FlexiFlow: decomposable flow matching for generation of flexible molecular ensemble
Riccardo Tedoldi, Ola Engkvist, Patrick Bryant, Hossein Azizpour, Jon Paul Janet, Alessandro Tibo
TL;DR
FlexiFlow extends flow-matching to decompose the generation of molecular graphs and multiple conformers into independently tractable flows, enabling joint sampling of structures and conformational ensembles while preserving permutation invariance and SE(3) equivariance. The model combines invariant and equivariant coordinate handling with a two-coordinate architecture and a loss that couples coordinates and chemistry, achieving state-of-the-art performance on QM9 and GEOM Drugs and producing diverse, low-energy conformers at a fraction of physics-based costs. It also demonstrates transfer to protein-conditioned ligand generation, suggesting practical utility for structure-based drug design. Overall, FlexiFlow offers efficient, diverse, and chemically valid molecular ensembles suitable for downstream discovery, with potential to integrate protein dynamics in future work.
Abstract
Sampling useful three-dimensional molecular structures along with their most favorable conformations is a key challenge in drug discovery.
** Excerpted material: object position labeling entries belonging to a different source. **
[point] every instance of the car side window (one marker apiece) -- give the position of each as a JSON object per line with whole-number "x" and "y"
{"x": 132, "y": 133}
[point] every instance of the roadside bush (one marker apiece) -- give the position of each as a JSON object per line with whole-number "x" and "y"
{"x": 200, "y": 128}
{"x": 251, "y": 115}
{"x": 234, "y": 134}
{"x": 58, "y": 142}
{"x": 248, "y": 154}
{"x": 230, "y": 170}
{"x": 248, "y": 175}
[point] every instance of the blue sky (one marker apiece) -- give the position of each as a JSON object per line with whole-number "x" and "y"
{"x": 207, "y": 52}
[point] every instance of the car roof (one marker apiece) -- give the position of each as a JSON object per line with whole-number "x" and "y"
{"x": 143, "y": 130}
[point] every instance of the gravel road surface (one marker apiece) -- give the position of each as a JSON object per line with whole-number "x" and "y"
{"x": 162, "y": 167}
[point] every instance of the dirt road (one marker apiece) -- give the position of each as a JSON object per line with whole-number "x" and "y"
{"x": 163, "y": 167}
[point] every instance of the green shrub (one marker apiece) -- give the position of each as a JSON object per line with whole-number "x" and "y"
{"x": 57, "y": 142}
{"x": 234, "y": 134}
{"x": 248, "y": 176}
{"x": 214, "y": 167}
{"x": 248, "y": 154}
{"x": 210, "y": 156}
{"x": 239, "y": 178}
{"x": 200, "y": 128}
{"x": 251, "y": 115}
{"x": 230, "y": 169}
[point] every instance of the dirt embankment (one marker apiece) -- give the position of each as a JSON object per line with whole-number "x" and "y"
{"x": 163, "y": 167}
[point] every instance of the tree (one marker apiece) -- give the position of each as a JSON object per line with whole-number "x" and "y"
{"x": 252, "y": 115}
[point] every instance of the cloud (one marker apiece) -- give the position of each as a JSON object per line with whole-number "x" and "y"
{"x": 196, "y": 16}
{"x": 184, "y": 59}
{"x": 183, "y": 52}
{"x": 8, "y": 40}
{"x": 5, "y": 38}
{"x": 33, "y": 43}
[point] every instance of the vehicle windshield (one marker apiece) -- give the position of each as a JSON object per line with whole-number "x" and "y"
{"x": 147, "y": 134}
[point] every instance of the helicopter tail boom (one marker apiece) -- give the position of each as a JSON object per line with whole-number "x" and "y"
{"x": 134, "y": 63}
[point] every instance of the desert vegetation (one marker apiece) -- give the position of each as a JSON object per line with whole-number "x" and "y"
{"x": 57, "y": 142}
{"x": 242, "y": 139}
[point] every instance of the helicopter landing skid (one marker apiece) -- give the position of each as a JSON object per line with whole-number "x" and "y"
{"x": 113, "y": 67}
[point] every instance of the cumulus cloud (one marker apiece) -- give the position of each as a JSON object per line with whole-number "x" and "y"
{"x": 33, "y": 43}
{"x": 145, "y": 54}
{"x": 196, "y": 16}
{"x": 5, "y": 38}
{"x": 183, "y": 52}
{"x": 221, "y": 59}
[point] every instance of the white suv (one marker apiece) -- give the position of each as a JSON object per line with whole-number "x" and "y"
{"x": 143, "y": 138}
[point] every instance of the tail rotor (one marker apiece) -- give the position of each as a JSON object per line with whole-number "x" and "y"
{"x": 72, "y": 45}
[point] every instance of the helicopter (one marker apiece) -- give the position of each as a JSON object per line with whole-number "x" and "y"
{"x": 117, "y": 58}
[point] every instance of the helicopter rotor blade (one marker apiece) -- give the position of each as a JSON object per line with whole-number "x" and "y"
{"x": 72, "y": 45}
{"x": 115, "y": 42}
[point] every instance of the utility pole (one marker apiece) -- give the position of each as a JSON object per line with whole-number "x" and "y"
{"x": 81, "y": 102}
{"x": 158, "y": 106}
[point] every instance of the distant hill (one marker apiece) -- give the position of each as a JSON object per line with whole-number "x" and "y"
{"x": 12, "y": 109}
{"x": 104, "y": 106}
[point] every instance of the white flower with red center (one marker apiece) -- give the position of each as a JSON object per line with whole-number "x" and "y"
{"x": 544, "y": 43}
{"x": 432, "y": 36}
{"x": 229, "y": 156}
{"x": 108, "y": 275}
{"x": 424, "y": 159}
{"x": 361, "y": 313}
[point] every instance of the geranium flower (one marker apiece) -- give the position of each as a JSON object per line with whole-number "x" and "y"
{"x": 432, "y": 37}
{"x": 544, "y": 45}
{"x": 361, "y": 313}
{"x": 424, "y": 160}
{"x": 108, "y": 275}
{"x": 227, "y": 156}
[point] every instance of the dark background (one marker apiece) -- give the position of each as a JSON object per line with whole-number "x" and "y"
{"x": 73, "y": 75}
Current state-of-the-art 3D de-novo design flow matching or diffusion-based models are limited to generating a single conformation. However, the conformational landscape of a molecule determines its observable properties and how tightly it is able to bind to a given protein target. By generating a representative set of low-energy conformers, we can more directly assess these properties and potentially improve the ability to generate molecules with desired thermodynamic observables. Towards this aim, we propose FlexiFlow, a novel architecture that extends flow-matching models, allowing for the joint sampling of molecules along with multiple conformations while preserving both equivariance and permutation invariance. We demonstrate the effectiveness of our approach on the QM9 and GEOM Drugs datasets, achieving state-of-the-art results in molecular generation tasks. Our results show that FlexiFlow can generate valid, unstrained, unique, and novel molecules with high fidelity to the training data distribution, while also capturing the conformational diversity of molecules. Moreover, we show that our model can generate conformational ensembles that provide similar coverage to state-of-the-art physics-based methods at a fraction of the inference time. Finally, FlexiFlow can be successfully transferred to the protein-conditioned ligand generation task, even when the dataset contains only static pockets without accompanying conformations.